11:38.
Eram os digitos que marcava o relógio digital estampado defronte da marquise onde jazia, quando recuperei a consciência...
Apesar das recordações serem vagas, as sensações processadas pelo corpo que me suntenta eram incontestáveis: em primeiro lugar, o raio catódico gélido que teimava em marcar presença na minha mão e se projectava braço acima, uma espécie de estria catabática, e, em segundo, o latejar estridente na minha cabeça resultante da queda desamparada no bloco.

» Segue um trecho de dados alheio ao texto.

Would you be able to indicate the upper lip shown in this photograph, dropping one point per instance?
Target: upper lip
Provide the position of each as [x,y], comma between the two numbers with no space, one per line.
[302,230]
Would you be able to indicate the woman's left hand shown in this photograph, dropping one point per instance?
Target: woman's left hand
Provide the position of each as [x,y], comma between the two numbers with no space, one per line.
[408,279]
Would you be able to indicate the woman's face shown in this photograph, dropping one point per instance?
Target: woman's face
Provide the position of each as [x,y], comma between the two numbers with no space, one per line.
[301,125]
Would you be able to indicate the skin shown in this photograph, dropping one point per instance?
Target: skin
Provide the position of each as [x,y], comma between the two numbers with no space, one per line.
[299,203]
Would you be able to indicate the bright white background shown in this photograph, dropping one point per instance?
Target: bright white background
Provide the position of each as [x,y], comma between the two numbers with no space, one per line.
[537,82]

Era, indubitavelmente, o casamento perfeito: hematoma e saco com gelo.
O vento estava a ser tudo menos ponteiro.
Havia me levantado à hora certa e ainda antes das 8h me encontrava no Hospital. Não queria falhar neste meu 1º dia de estágio (supostamente 2º... se considerarmos que esperar 4h, para ter uma conversa de cinco minutos com o cirurgião a combinar o dia seguinte, é estágio).
Conversa para um lado, apresentações para outro e tudo estava a ir de vento em popa.
- Na próxima porta virás à direita. É lá o vestiário masculino.
Sentia a adrenalina correr-me os vasos e o entusiasmo era enorme. Com efeito, de uma hora para a outra, dou por mim trajando umas vestes verdes, uma touca e uma máscara. Outro passo em frente e encontrava-me num lugar de sonho: o bloco operatório.
O equipamento, a enfermeira instrumentista, a enfermeira de serviço e o seu colega que se estava a integrar, os cirurgiões, os instrumentos, a temperatura controlada, o material esterilizado pronto a abrir, a médica anestesista, os medicamentos, a marquise de última geração, os focos e os odores faziam daquela sala um mundo à parte, porém fascinante.
Voltei-me para a parede e, para matar a curiosidade, estavam agendadas as cirurgias que se fariam nesse dia.
"Cancro cólon rectal - Dr X, Dr Y e Dr Z"
Era o meu dia de sorte. Apesar da cirurgia ser longa , ia assistir a um cateterismo central, à aplicação da epidural e à cirurgia propriamente dita. Ia ser uma manhã longa e singular. Por isso, até me tinha sido dada autorização para sair e comer durante o acto.
Horas de começar a cirurgia.
Paciente colocado na posição fetal.
Médica anestesista dirige-se ao dorso do paciente.
Passa uma espécie de álcool iodado na projecção cutânea das vertebras lombares e arredores.
Injecta-lhe um líquido que priva o paciente de sensibilidade cutânea nessa zona.
Paira uma mistura de ódores no ar que pareciam anestesiar-me mais a mim que ao paciente.
Insere um catéter na pele (entre L2 e L3, suspeito)
...
...
...
...tudo negro. Não me lembro de mais nada. Ainda nem tinha saído para comer e já estava a "fazer la siesta".